| A enfermeira entrou no quarto e ficou olhando a mão que se movia
 delicadamente. Era sem
 dúvida a mão de um pintor.
 A mão de um grande artista.
 Vincent não percebeu aquele olhar.
 Ela teve que fazer um pequeno barulho
 na maçaneta da porta. Ele parou e
 timidamente voltou-se para vê-la.
 Conhecia seus barulhos.
 Ela sorriu e ele aceitou aquele sorriso
 como uma promessa.
 Agora eram amigos.
 Ela disse com carinho:
 _ Está na hora do seu remédio.
 Ele fez um quê de aborrecimento. Mas
 aceitaria de coração para não
 aborrecê-la.

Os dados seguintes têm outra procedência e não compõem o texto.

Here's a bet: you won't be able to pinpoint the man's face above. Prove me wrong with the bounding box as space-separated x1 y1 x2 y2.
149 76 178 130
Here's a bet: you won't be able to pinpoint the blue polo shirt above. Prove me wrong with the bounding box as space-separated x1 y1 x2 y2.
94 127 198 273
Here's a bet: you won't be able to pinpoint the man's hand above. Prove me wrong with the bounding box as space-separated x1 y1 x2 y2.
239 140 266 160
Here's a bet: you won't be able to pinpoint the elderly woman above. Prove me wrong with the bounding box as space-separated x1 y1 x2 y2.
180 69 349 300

Tomaria o remédio,
 mesmo sem acreditar nos seus efeitos.
 Ela sorriu de satisfação porque
 amava aquele homem e pensar
 na sua cura era seu sonho dourado.
 Ela olhou o novo quadro que ele
 pintava e perguntou:
 _ Pra quem são?
 Ele disse:
 _ O quê?!...
 Ela insistiu:
 _ Para quem são os girassóis?
 Ele  disse "Ah!..." e ficou perdido
 no quadrado daquele quarto
 de sanatório.
 A enfermeira ficou com ciúmes de uma
 possível mulher. "Que mulher seria?!..."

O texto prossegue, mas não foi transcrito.